President Reagan felt passionately about the vacuum in modern life caused by the loss of belief in God. Indeed, the two most important issues to him, school prayer and abortion, were closely intertwined. President Reagan thought abortion was a particularly grievous wrong. Indeed, he thought it was so evil that he wrote a book, Abortion and the Conscience of a Nation—the only book he wrote besides his two autobiographies.

William P. Clark, President Reagan’s national security advisor enjoys telling the story about how Ronald Reagan defied his advisors by publishing the book. His beliefs on abortion where shaped by the teachings of his “devoted and devout mother Nelle” and his “fiercely humanitarian father.” He also learned “the value of each person’s life as well as the power of one man’s actions” through his time as a lifeguard in which he saved more than 70 swimmers from drowning. Another event confirming the value of human life to him was the loss of his daughter, Christina, just three short days after her birth.
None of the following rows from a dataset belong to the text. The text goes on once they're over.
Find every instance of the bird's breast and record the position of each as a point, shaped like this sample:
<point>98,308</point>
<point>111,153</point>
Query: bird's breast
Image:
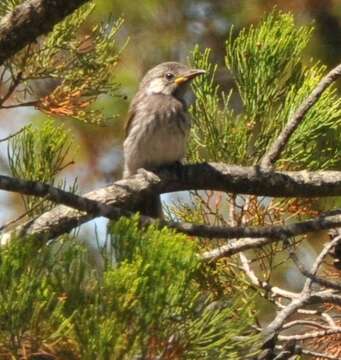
<point>157,138</point>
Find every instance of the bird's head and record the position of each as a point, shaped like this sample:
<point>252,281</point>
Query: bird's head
<point>169,78</point>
Abortion was, in President Reagan’s view, an infringement on God’s sacred command to protect innocent human life. Indeed, Reagan felt so passionately about the right to life that he felt without it, other rights had no meaning. He called the restoration of the right to life the most important challenge facing the character of America. President Reagan believed that the continuance of abortion, the taking of some 4,000 lives of children everyday, would only bring about trouble for America. He even posed the ominous question: “Do you really think… God will protect us in a time of crisis even as we turn away from him in our day-to- day life?”

President Reagan did not always take such a strong position against abortion as his rhetoric implies. Indeed, he signed into law a permissive abortion bill early in his California governorship which has resulted in more than one million abortions. He publicly later regretted this decision, and he said it was the biggest mistake he made in government.
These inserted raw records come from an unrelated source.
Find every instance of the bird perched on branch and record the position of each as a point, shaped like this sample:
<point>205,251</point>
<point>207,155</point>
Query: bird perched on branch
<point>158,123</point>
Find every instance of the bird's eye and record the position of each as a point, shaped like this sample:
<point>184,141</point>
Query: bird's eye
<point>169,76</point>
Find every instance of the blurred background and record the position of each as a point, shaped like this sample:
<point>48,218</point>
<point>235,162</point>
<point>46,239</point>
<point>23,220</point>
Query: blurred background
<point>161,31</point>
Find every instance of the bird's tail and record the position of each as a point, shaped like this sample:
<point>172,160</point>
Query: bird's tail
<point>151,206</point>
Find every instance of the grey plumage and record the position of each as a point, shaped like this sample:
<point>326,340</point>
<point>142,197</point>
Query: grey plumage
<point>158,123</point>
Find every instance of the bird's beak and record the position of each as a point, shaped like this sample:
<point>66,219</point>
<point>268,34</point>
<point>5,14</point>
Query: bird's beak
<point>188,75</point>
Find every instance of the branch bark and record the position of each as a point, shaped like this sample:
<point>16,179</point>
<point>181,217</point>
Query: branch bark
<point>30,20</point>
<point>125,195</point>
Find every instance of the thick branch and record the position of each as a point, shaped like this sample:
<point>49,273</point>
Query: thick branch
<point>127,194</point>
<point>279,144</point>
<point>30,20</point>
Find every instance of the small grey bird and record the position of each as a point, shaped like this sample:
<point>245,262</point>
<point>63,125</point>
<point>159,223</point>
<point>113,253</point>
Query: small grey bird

President Reagan backed a constitutional amendment during his run for president which would prohibit abortions in all cases except for ones in which the mother’s life was endangered. As a candidate and as president, he would defy his handlers and address pro-life leaders repeatedly.

While in office he signed an executive order, dubbed the “Mexico City Policy,” which prevented funding for organizations performing abortions overseas. He made it a point to address right to life issues in each of his State of the Union addresses. President Reagan disputed the 1973 ruling of Roe v. Wade, contending that “abortion on demand is not a right granted by the Constitution.” He even compared it to the 1857 Dred Scott decision on level of tragedy. It was tragic to him that 15 million American unborn had died—more than ten times the number of American lives lost in previous wars. Not only were these deaths too many, but he also knew the aborted unborn, “often feel pain, pain that is long and agonizing.”

It was important to President Reagan that we continue to “lay the groundwork for a society in which abortion is not the accepted answer to unwanted pregnancy.” He pointed out the heroism of people who opened their homes for unwed women who were tempted to have abortions, allowing the women to stay there in order for the women to carry the babies to term. He urged us to “encourage among us those who are trying to provide possible alternatives to abortions (crisis counseling centers).” He also pointed out the large number of families in America willing to adopt children; it made the pro-abortion slogan “every child a wanted child” an “empty slogan.”

Reagan believed that to counter abortion two things were needed: action and prayer. In an article penned during his presidency, he pointed to the example of William Wilberforce who prayed with his small influential group of friends, the “Clapham Sect,” to see the end of slavery in the British Empire.

President Reagan thought that the survival of America as a free nation was contingent upon stopping abortion. Freedom could not exist when “some decide that others are not fit to live and should be abandoned to abortion or infanticide.”

On Monday, as thousands March for Life, may we never forget our 40th President’s courageous words and leadership on this vital issue.